Jacob’s mouth hangs open and he stares at me.
“You’ve committed a felony, you know that, don’t you?” the man says. “I could call the police right now and you could have a record.” There is no humor in the set of his mouth, but the corner of his eyes dance. “What the hell am I going to do with you kids? You don’t get it, do you? You just waltz in here and think if you take something, it’s all a game, a bunch of free stuff.” He glares at Jacob. “I have rent and overhead and decent employees to pay. I’m just trying to make a living here. It is people like you who steal that’ll put me out of business.”
He pauses and I look down at the counter; my face burns. He isn’t done. “What’s your home number? Where I can reach your parents? And I want your name and your school.”
My stomach plunges. I had hoped he would stop at a lecture. I slowly take his gnawed Bic and write down my name.
We exit the store and Jacob does something he hasn’t done for a long time—he holds my hand. His hand is slimmer than mine and the warm curl of his fingers makes me want to cry.
He takes a deep breath. “God, that was dumb, Jacie. You better never ever steal again.”
“Yeah, you’re right,” I tell him and sniff.
At home, we are quiet and wait for the phone call from the owner. We both pick at our dinners. “What’s the matter with you two?” my mom asks while scraping our plates over the trash. “You getting sick?”
Jacob and I hang out in my room until my dad yells at us to go to bed. Before he leaves, Jacob asks softly, “So why’d you do it?”
“I guess I was trying to impress someone.”
“Was it a guy? Was he worth it?”
“It wasn’t for a guy,” I say. “And she didn’t think she was worth it.”

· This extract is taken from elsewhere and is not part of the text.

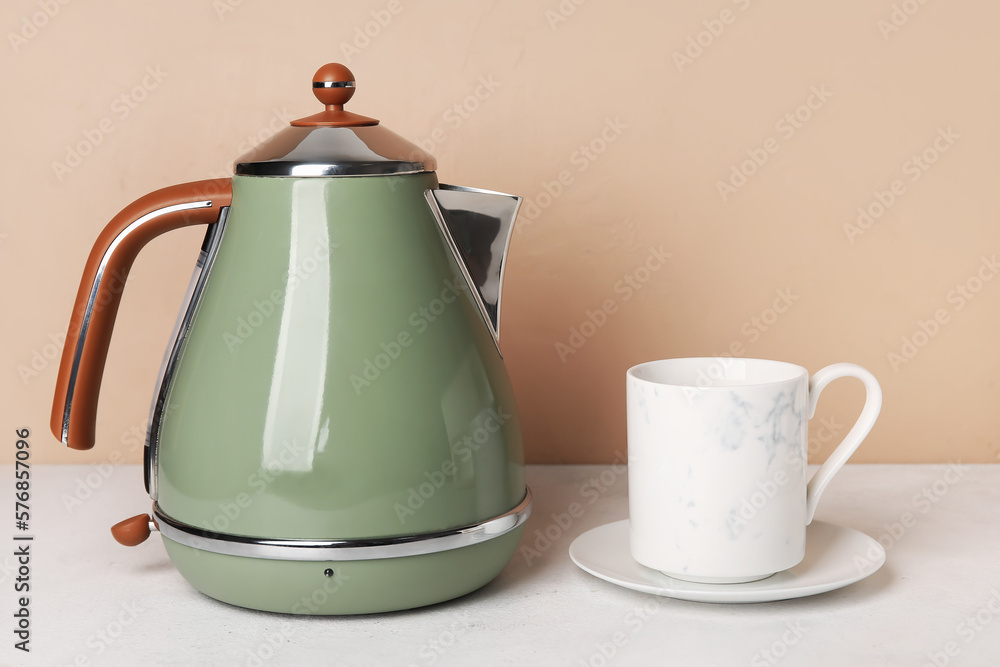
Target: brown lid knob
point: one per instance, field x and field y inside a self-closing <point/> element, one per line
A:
<point x="333" y="85"/>
<point x="132" y="531"/>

The phone call never comes.
* * *
The New Year arrives and the old year is dismissed, as is Laila. Whispers about the Saks Fifth incident swirl in the hallways. Honesty and conscience, Voclain reminds us.

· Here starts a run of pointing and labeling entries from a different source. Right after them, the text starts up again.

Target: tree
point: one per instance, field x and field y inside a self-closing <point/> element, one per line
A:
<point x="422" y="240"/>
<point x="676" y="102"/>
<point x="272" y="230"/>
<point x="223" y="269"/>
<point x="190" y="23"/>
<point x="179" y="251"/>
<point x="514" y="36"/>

No one witnesses it, but Laila’s locker is searched, and my present splatters and drips on the tile floor. The first day back, I notice the brown sticky stain. For a while, it smells like a bakery but that gives way to the odor of Pine-Sol and sour sneakers. As I spin my combination, I still tuck in my elbows to make room. And for a long time after, the scent of vanilla, its syrupy sweetness no longer homey but strong and sharp, reminds me of her.